Uma enorme cidade se erguia no meio daqueles campos. Com suas enormes muralhas, não poderia jamais ser confundida com uma vila. Centenas de milhares de pessoas deviam viver ali dentro, sem contar os moradores, agricultores e afins que viviam nas casas fora dos portões.
“Então o povo vive fora da cidade também, Abel?”
“Sim. Toda a terra agrícola fica fora do perímetro da cidade. Antigamente, os agricultores viviam dentro das muralhas, mas era longe demais dos campos, então agora moram em casas fora da cidade. Essa é uma das razões pelas quais Lune não fecha os portões nem à noite.”
Essa última informação surpreendeu Ryo. Na Idade Média da Terra, bem como em várias histórias isekai, era comum fechar os portões à noite.
“E a segurança, então?”
“Lune tem muito mais patrulhas que outras cidades. Considerando sua história e tamanho, acho que eles conseguem manter a paz razoavelmente bem.”

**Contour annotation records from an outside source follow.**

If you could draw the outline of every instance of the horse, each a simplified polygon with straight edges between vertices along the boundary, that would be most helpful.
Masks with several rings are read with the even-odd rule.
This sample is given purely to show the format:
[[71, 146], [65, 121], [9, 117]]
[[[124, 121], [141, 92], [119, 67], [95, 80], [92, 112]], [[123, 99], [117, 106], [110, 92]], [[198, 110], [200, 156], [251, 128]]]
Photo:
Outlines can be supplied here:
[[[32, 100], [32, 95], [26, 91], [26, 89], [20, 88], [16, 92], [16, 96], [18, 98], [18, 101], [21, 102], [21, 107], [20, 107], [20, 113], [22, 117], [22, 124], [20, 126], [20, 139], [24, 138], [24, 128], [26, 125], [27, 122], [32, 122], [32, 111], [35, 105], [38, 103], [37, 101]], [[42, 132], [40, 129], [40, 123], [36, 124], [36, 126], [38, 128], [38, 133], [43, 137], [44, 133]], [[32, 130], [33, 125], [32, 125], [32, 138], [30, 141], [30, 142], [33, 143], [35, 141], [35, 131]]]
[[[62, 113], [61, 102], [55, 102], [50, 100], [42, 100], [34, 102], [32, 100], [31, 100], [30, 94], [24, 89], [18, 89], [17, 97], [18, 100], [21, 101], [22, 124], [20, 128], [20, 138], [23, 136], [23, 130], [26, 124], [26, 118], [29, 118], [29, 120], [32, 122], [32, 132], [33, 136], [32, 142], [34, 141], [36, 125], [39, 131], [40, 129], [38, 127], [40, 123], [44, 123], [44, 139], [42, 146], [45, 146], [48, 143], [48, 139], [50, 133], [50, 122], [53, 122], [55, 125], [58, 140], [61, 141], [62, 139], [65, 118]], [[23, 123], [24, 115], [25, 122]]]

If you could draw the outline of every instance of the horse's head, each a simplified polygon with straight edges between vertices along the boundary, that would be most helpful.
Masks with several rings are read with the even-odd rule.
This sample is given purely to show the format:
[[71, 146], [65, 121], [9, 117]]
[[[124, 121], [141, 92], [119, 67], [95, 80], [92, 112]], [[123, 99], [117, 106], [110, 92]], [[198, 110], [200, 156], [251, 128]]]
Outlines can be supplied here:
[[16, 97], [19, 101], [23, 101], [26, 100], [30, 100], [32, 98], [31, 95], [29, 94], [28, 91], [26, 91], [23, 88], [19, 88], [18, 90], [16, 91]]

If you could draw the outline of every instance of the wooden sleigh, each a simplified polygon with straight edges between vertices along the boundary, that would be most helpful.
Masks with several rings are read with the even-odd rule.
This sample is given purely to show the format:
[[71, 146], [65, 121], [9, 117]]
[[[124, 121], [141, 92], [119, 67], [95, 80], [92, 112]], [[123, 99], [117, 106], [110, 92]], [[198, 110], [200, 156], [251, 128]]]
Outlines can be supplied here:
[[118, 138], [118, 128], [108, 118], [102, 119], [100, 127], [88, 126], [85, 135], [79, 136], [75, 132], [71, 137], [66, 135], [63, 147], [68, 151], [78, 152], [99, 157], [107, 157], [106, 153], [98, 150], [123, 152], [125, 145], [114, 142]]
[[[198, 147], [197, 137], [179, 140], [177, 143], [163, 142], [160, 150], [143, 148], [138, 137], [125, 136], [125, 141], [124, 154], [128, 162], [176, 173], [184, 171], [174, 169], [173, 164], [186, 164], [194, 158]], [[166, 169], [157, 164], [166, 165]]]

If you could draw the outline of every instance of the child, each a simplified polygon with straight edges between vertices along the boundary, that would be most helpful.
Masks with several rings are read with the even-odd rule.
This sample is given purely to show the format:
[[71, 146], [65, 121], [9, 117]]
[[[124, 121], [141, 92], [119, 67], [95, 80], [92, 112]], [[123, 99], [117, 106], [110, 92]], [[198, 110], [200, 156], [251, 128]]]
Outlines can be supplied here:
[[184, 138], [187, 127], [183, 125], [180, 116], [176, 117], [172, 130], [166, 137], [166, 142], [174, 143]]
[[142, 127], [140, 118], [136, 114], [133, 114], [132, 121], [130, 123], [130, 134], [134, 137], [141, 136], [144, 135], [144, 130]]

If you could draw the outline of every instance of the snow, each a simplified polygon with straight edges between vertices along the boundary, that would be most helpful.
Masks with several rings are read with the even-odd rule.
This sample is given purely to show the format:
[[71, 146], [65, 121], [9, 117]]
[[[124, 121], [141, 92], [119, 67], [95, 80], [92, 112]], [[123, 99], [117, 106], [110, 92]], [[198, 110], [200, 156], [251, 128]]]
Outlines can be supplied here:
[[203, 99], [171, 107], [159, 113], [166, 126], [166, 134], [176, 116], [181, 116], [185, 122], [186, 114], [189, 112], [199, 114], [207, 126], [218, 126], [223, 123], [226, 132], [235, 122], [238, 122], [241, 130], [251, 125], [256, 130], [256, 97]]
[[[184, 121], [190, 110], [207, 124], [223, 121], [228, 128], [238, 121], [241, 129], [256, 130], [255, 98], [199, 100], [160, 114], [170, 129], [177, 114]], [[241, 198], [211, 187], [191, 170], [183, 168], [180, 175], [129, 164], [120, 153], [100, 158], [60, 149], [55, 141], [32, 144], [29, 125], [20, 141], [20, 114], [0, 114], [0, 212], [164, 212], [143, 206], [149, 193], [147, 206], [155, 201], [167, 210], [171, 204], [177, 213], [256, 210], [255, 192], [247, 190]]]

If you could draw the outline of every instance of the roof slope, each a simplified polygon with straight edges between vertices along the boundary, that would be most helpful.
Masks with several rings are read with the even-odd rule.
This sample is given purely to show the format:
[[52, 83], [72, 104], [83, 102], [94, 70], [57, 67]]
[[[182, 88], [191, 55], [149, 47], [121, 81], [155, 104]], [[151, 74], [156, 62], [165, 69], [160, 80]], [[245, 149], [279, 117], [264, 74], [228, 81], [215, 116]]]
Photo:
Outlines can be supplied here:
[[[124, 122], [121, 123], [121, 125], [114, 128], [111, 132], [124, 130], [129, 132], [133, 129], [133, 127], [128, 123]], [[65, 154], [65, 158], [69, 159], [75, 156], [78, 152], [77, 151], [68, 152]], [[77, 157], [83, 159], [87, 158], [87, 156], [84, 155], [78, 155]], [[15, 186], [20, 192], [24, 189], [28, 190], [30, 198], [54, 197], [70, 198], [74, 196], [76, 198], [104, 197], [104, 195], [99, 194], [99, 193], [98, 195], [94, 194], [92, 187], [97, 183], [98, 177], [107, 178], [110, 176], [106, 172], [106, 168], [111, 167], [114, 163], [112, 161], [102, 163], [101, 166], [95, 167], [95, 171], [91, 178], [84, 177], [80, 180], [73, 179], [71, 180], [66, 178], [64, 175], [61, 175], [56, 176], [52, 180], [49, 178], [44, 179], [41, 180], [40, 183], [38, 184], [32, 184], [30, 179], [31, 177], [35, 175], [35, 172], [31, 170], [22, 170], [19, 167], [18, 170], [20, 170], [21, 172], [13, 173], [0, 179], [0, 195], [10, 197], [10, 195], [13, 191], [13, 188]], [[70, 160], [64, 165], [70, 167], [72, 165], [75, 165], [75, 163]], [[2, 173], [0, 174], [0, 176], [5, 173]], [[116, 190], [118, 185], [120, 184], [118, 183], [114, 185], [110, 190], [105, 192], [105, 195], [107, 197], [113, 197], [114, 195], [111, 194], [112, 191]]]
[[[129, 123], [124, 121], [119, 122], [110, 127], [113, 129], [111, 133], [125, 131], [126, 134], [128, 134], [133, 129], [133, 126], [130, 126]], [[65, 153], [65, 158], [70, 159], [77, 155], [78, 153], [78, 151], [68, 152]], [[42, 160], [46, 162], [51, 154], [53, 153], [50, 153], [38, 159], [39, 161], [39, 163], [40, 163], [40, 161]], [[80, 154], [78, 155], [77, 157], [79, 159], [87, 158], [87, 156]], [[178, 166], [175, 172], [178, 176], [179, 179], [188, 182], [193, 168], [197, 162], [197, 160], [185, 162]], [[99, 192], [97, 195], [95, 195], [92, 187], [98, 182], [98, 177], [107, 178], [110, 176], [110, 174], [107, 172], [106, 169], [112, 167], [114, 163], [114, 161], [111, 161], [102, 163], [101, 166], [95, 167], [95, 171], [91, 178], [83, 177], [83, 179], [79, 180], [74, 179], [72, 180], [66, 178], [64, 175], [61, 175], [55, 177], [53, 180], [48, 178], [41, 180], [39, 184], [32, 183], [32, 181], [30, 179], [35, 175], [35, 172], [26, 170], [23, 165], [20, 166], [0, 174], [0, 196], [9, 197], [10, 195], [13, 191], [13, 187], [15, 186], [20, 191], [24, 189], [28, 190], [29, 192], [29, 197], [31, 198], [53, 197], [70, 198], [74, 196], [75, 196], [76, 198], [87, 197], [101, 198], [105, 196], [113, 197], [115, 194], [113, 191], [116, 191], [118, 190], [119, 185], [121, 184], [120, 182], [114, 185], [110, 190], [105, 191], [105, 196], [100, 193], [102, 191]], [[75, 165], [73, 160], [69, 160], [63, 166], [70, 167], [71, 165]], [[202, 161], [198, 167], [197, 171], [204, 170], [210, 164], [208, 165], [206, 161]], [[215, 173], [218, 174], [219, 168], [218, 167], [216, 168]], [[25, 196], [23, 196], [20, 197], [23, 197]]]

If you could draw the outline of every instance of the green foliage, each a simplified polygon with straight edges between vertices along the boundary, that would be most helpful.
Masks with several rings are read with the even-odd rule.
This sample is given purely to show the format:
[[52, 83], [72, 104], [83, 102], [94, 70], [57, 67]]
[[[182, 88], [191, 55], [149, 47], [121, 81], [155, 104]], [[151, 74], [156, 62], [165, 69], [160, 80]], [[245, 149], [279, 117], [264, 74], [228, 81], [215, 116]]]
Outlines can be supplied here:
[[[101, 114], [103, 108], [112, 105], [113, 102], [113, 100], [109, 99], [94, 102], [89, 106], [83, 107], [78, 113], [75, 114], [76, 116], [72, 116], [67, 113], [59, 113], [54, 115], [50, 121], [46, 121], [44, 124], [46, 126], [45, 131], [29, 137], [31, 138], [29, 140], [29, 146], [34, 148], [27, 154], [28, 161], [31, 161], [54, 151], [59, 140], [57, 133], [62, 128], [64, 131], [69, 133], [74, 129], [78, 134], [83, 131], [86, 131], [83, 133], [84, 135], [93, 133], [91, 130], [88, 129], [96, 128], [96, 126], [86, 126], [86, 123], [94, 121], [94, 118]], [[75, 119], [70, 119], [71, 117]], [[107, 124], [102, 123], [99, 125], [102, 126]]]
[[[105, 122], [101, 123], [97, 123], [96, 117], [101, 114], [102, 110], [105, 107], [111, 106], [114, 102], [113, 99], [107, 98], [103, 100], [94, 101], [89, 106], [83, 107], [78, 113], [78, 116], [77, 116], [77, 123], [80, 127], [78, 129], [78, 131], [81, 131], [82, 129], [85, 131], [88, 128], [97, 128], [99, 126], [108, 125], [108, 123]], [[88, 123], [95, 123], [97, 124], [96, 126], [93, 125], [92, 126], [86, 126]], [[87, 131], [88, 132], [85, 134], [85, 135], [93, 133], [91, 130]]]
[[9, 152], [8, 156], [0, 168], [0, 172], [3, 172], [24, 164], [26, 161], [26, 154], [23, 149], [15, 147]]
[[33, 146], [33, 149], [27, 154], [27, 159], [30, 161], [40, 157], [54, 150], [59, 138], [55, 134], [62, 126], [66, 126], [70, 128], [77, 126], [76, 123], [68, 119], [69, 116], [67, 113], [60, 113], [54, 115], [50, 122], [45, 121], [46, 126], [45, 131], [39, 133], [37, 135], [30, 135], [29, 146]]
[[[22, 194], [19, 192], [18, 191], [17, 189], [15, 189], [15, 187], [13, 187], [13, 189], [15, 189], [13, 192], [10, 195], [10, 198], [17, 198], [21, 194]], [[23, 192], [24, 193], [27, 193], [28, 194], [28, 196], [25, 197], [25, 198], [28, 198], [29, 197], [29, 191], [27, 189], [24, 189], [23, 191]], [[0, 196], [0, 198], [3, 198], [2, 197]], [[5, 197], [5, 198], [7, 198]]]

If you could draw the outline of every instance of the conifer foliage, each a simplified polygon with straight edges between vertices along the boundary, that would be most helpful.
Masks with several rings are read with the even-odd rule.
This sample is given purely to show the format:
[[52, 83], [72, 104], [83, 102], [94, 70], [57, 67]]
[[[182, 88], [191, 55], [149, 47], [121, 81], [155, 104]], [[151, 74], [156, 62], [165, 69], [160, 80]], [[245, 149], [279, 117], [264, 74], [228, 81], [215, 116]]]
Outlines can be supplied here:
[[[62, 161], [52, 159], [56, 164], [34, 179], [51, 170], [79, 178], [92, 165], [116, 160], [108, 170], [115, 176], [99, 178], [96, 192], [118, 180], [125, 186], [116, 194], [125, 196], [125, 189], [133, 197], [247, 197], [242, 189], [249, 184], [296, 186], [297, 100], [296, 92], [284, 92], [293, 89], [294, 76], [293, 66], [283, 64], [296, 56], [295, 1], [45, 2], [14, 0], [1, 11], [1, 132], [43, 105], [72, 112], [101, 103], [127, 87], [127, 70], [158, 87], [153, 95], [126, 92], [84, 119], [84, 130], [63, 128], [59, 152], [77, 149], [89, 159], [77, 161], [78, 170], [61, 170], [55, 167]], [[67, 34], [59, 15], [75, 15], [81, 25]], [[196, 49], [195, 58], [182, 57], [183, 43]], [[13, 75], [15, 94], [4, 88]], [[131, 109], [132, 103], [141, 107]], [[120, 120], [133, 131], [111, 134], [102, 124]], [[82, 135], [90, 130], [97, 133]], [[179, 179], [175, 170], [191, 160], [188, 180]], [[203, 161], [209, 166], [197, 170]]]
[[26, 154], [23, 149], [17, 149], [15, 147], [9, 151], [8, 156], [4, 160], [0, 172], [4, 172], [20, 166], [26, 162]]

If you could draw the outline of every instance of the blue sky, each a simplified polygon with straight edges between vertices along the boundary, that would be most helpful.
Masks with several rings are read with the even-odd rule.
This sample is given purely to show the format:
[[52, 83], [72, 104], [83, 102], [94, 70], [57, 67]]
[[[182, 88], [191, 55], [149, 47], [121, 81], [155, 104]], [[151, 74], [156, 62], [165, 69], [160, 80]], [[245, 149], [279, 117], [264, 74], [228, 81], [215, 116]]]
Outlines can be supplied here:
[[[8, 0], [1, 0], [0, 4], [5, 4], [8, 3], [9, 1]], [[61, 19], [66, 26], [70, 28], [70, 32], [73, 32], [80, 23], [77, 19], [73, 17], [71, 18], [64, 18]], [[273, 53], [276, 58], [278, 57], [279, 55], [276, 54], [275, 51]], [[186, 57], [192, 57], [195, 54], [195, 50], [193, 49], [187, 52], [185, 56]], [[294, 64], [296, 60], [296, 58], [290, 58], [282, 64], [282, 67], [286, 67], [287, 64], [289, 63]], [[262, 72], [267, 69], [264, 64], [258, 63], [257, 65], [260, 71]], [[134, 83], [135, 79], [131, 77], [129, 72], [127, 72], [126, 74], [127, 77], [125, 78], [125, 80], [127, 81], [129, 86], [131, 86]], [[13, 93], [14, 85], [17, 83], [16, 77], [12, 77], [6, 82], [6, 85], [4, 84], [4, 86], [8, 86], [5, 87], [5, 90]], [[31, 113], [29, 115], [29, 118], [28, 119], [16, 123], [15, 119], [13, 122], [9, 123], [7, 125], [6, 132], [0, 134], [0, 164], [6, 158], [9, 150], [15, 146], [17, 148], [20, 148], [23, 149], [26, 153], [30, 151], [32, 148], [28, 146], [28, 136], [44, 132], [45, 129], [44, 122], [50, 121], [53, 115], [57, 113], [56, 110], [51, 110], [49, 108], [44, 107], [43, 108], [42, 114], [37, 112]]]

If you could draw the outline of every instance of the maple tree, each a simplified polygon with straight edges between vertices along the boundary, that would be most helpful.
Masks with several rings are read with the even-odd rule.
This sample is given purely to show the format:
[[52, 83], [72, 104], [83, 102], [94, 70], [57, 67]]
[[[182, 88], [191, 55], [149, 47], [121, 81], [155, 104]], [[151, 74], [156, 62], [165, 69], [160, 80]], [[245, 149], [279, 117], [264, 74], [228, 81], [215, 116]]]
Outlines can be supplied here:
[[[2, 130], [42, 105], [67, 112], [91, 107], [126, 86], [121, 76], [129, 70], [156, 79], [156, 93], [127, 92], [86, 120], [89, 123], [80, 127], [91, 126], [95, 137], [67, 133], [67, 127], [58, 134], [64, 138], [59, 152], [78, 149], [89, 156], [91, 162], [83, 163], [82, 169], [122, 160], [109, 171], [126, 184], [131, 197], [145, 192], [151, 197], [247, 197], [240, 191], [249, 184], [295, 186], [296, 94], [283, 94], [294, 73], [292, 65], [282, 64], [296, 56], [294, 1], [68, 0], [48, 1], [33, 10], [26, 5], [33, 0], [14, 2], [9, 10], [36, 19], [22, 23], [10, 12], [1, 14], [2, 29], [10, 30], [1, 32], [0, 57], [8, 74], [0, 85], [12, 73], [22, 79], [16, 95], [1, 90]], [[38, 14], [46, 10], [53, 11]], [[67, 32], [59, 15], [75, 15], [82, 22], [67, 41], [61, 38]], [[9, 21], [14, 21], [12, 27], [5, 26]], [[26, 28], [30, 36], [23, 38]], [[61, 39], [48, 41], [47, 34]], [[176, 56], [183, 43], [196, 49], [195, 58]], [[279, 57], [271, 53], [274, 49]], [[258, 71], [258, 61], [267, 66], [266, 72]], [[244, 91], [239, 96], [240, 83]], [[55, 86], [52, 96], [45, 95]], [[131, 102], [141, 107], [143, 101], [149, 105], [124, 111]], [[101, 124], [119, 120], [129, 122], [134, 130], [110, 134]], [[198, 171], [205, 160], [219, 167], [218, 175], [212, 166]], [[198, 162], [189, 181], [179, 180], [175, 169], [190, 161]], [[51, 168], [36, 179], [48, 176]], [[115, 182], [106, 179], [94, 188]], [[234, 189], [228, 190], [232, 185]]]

Por um tempo, ficaram observando Lune, absorvendo a paisagem. Depois começaram a descer a colina em direção ao portão sul. Lá só havia os guardas da cidade, já que a tarde era um horário incomum para entrar ou sair.
“Espera, Abel, é você?” chamou um dos guardas, surpreso.
“Sou eu mesmo, Nimur. Quanto tempo, hein?”
“Menos do que você sumir... foi pouco.”
“Pois é, mas como vê, voltei vivo,” respondeu Abel, sorrindo.
“E quem é esse aí com você?” Nimur perguntou, olhando para Ryo.
“Meu salvador.”
“Sério? Obrigado por salvar o Abel. Valeu mesmo, cara.”
Depois, pegou a mão de Ryo e apertou com vigor.
“Mas mesmo assim, vai ter que pagar o pedágio...”
“Deixo comigo,” disse Abel. Tirou o cartão da guilda e entregou uma moeda de prata para o pedágio de Ryo.
“Ótimo, obrigado.”
Após conferir o valor, Nimur sorriu amplamente, quase explodindo, e falou: “Bem-vindo de volta, cara.”
Ryo acompanhava silenciosamente a troca. Sentiu uma pontada de inveja de Abel, que tinha um lugar para chamar de lar, um lugar onde era recebido calorosamente.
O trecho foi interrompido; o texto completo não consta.